What other things are the UAE civil defence people thinking about using their Jetpacks for?

1) Traffic problems. Say there is an accident on a busy road and police can’t get through the traffic with their vehicles. Jetpacks are versatile, they can land on a small area – around five square metres, so police could get in to sort out the crash site, or they could bring out injured people.

2) Crowd control. If you have a large crowd coming out of an event and there are problems, they might use it to direct the crowd. One of the advantages of a Jetpack is unlike a helicopter it is driven by two turbofan engines and doesn't have open blades, so it is safer in a crowd.

3) Disaster recovery. The Jetpack can land on a much smaller area than a helicopter, and can carry more weight than a drone, so you could use it to bring in supplies. Or you could to fly over an area to find out where survivors are and let them know that you will be coming in later with help.

4) Plane crash. We are talking to the airport fire authorities about how they could use a Jetpack in an off-airport crash.

Like in a MH17 sort of thing? Could you search for missing aircraft?

Not really. With a 120kg load, the present model of Jetpack can travel for around 30-45 minutes, that’s up to about 40 kilometres.

Apart from emergency response stuff, who else could use a Jetpack?

The first responder market is our first target, but once we start getting our product out of the door, then we will be looking at the oil, commercial and agricultural market. Oil exploration people have to go to desolate places where it’s hard to take a vehicle. And you could use a Jetpack to round up cattle, say – it’s cheaper than a helicopter. The third market is for the personal Jetpack. Initially we’d probably go through flying clubs.

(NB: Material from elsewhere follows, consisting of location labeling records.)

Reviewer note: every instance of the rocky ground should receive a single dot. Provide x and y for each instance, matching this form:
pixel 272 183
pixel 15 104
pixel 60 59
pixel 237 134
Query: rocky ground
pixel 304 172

What about Jetpack commuting?

I see an opportunity in the future for third-generation travel – "Highways in the sky" sort of thing. But that will depend on how quickly regulators move. I’d like to be flying to work in my Jetpack. We are already working very closely with regulatory authorities in New Zealand and are certified as a microlight aircraft. At the moment anyone with a microlight pilot’s licence could fly one, but we want to create a separate licence category for the Jetpack in the future.

What are the three craziest Jetpack ideas out there so far?

We were approached by a skydiving club. They wanted to go up in Jetpack and then jump out and the Jetpack could come down on its own. Then there’s an idea around romantic lunches on remote beaches. Instead of using a helicopter you’d have a driver and two electronically tethered unmanned ones with the couple in. The driver would land all three Jetpacks on the beach, unload the passengers and the food, then go away and come back when the couple was ready to leave. Oh, and Uber has talked to us. That’s quite a fantasy idea.